Foi então que o mais surpreendente aconteceu, estava caminhando por uma mata fechada nos arredores de Braccano quando ouvi um barulho atrás de mim, passos seguidos de um latido abafado, ao olhar para trás me deparo com uma matilha de cinco lobos. Meu sangue gelou e tive um pico enorme de adrenalina e medo, mas minha consciência sussurrou no meu ouvido - “Não era isso que estava procurando?”. Eles passaram rapidamente por mim, dois esbarraram na minha perna e fui inundado por um sentimento de paz, o medo não estava mais em mim. Um dos lobos parou e se virou para mim, estendi minha mão para ele se aproximar e poder cheirá-la. Por menos de um minuto nos encaramos, pude sentir que ele aprovava minha presença ali, eu era aceito por ele, fazia parte daquele lugar.
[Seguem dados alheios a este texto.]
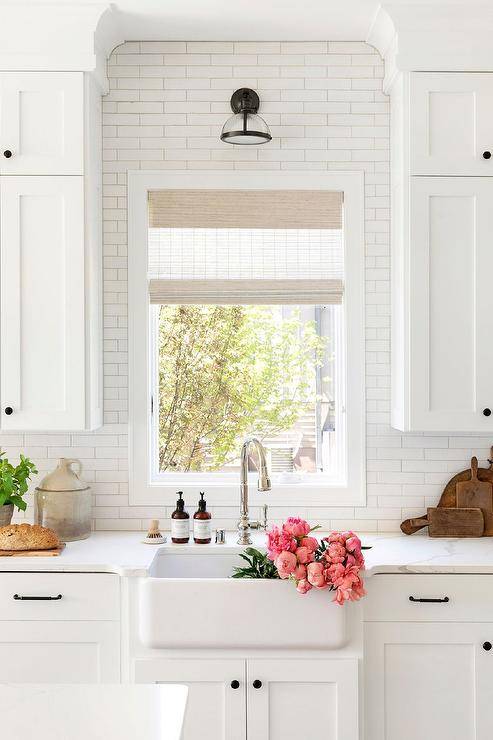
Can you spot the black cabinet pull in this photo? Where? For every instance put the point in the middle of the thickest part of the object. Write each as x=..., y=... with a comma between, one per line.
x=37, y=598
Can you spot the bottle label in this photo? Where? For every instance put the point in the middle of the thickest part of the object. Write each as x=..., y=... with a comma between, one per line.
x=180, y=528
x=202, y=529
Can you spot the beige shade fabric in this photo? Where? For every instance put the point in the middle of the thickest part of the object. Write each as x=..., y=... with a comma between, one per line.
x=237, y=292
x=245, y=209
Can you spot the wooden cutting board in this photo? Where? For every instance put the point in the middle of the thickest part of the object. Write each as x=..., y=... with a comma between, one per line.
x=448, y=499
x=477, y=494
x=448, y=522
x=32, y=553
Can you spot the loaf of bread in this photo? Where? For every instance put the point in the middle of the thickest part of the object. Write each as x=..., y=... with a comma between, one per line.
x=27, y=537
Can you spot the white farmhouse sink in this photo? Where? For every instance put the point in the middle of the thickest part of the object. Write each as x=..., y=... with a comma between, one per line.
x=190, y=601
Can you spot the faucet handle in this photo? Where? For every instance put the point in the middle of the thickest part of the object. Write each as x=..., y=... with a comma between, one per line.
x=262, y=523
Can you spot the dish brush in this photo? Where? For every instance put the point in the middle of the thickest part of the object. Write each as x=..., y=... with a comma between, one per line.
x=154, y=536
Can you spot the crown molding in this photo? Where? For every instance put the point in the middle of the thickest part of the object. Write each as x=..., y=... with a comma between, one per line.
x=445, y=37
x=58, y=37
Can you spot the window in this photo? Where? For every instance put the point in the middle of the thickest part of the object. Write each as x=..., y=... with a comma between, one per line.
x=245, y=292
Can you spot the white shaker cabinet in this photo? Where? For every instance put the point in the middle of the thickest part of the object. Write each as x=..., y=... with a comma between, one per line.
x=41, y=123
x=44, y=330
x=262, y=698
x=428, y=680
x=450, y=128
x=447, y=370
x=311, y=699
x=216, y=705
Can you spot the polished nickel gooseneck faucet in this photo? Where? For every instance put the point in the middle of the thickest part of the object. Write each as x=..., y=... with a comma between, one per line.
x=244, y=525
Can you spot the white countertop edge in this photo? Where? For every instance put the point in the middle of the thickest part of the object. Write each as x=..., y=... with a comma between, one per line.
x=124, y=554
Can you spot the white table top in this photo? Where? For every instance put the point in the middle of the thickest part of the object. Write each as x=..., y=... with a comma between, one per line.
x=96, y=712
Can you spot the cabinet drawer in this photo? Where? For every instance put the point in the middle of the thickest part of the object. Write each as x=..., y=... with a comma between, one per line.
x=84, y=596
x=463, y=598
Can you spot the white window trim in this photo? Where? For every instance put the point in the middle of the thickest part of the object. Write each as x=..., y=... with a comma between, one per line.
x=146, y=493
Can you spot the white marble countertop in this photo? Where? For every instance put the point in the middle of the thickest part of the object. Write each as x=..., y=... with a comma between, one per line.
x=125, y=554
x=98, y=712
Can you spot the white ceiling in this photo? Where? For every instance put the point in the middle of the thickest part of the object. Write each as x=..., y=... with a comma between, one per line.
x=245, y=19
x=249, y=20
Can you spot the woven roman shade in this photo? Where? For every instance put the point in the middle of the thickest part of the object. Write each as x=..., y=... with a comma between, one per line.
x=245, y=247
x=245, y=209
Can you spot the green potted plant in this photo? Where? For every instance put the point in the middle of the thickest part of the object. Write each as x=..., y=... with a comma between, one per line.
x=14, y=483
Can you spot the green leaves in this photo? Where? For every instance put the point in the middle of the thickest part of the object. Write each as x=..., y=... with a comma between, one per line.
x=226, y=372
x=258, y=565
x=14, y=481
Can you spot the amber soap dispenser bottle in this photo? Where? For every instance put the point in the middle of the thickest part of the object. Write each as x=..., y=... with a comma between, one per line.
x=180, y=522
x=202, y=524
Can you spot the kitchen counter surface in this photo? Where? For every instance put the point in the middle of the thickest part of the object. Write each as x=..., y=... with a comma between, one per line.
x=125, y=554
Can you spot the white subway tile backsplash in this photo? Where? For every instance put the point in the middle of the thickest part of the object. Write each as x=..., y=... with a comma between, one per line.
x=324, y=103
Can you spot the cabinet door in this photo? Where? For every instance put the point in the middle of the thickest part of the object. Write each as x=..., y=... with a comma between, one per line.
x=450, y=123
x=450, y=305
x=309, y=699
x=41, y=123
x=42, y=303
x=60, y=652
x=428, y=681
x=216, y=710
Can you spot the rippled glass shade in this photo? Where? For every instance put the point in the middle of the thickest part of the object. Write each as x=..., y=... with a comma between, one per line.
x=247, y=128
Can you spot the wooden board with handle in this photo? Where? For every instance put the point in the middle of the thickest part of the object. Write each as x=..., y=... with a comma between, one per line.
x=32, y=553
x=448, y=522
x=448, y=499
x=477, y=494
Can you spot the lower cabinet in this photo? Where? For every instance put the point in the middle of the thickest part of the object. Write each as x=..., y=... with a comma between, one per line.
x=263, y=699
x=60, y=652
x=428, y=680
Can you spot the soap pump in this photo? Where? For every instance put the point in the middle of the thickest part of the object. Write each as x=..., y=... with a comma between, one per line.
x=202, y=523
x=180, y=522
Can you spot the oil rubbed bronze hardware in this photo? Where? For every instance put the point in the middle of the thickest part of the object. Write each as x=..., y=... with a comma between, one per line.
x=37, y=598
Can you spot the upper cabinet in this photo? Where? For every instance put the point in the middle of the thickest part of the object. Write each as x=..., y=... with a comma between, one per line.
x=50, y=252
x=42, y=123
x=450, y=129
x=442, y=261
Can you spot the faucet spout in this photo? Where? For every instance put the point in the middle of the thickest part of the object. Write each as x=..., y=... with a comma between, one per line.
x=264, y=484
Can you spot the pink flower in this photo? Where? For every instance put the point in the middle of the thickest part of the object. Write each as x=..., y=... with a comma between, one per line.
x=279, y=541
x=296, y=527
x=303, y=586
x=315, y=575
x=336, y=552
x=300, y=572
x=304, y=555
x=285, y=564
x=310, y=542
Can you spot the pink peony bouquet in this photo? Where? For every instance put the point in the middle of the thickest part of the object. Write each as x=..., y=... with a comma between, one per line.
x=334, y=563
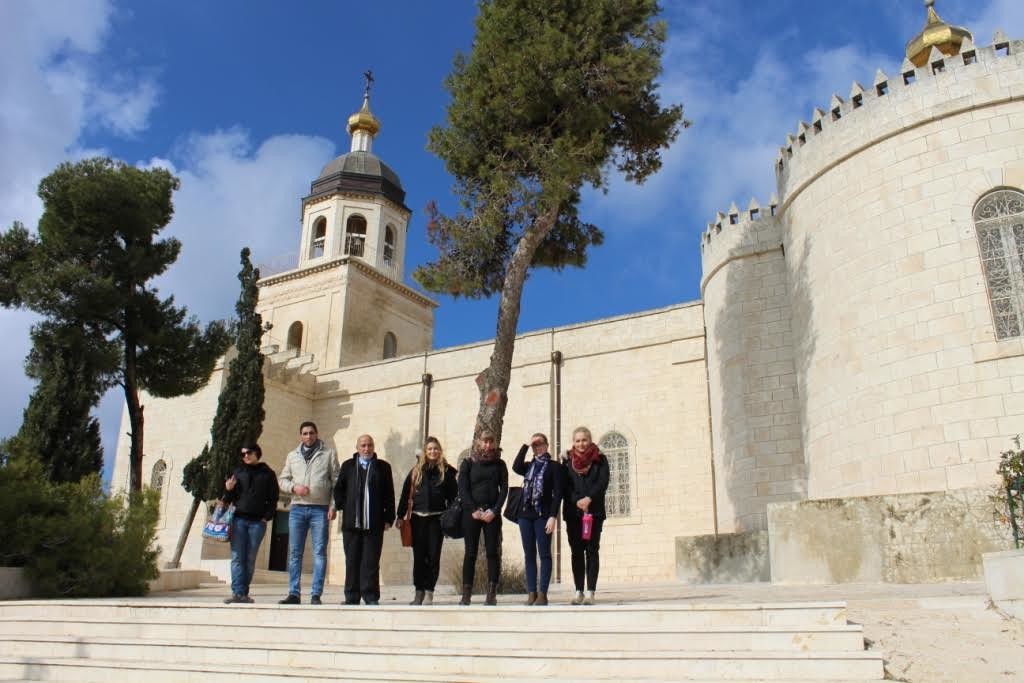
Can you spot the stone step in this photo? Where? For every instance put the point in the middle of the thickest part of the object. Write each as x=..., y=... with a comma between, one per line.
x=586, y=663
x=551, y=619
x=94, y=671
x=494, y=636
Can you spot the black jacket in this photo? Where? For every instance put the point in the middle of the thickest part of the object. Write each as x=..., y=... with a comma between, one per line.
x=432, y=495
x=348, y=494
x=551, y=487
x=483, y=484
x=255, y=493
x=594, y=484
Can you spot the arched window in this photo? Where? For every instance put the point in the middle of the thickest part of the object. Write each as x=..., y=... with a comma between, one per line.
x=998, y=218
x=388, y=247
x=159, y=476
x=294, y=336
x=355, y=236
x=616, y=450
x=320, y=237
x=390, y=345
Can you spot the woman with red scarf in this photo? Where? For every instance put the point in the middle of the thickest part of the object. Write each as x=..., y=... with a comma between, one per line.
x=586, y=480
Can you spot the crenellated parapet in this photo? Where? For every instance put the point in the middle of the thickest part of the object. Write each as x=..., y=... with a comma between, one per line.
x=894, y=103
x=736, y=233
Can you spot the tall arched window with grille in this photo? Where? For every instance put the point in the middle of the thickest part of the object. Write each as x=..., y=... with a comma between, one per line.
x=389, y=245
x=159, y=476
x=390, y=345
x=998, y=219
x=320, y=238
x=616, y=450
x=355, y=236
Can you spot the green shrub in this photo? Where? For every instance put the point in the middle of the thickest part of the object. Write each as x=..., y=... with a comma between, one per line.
x=1011, y=496
x=73, y=540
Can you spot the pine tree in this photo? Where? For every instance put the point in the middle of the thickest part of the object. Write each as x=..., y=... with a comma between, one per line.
x=553, y=95
x=240, y=407
x=91, y=267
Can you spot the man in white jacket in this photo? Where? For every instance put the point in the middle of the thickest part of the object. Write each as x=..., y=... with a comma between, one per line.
x=309, y=474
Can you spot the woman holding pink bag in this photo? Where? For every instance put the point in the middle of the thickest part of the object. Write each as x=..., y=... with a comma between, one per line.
x=586, y=480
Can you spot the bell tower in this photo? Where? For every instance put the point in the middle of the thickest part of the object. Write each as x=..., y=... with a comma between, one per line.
x=345, y=302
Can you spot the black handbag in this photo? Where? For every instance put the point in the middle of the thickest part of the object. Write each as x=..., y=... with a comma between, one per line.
x=452, y=520
x=513, y=504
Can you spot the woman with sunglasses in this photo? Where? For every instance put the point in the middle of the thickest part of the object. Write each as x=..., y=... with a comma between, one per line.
x=253, y=489
x=538, y=513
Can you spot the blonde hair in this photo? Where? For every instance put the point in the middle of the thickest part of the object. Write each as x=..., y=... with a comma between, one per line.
x=583, y=430
x=422, y=463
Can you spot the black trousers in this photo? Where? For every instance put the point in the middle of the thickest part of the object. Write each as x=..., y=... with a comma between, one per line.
x=363, y=564
x=427, y=540
x=492, y=542
x=586, y=554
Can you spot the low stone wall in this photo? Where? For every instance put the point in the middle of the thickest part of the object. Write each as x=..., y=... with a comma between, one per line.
x=1005, y=581
x=14, y=584
x=726, y=558
x=901, y=539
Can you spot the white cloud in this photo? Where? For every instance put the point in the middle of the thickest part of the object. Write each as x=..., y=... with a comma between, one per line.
x=235, y=195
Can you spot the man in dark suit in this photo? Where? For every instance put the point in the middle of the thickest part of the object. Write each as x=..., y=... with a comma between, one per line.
x=365, y=495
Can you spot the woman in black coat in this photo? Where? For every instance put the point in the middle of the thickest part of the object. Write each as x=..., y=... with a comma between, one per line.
x=538, y=513
x=432, y=485
x=483, y=485
x=253, y=491
x=586, y=472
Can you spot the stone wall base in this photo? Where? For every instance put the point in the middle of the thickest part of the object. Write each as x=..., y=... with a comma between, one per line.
x=900, y=539
x=726, y=558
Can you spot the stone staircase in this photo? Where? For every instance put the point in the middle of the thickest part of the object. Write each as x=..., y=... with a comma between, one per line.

Ele se virou como se me cumprimentasse com um aceno de cabeça e foi embora com os outros lobos para dentro da mata.


Assim como Beuys, eu havia sido aceito pela Europa, minha missão ali havia terminado, aprendi tudo o que eu tinha que aprender, principalmente aprendi que jamais me sentiria parte de algo em meio a civilização dos homens, com suas vidinhas vazias e sonhos mesquinhos. Eu sou parte da natureza, que é muito maior que meus semelhantes. Hora de voltar para casa. Continuarei minha jornada rumo ao futuro, e mesmo sem saber o que ele me reserva, o mantra continua sussurrando: “Don't Worry Be Happy”!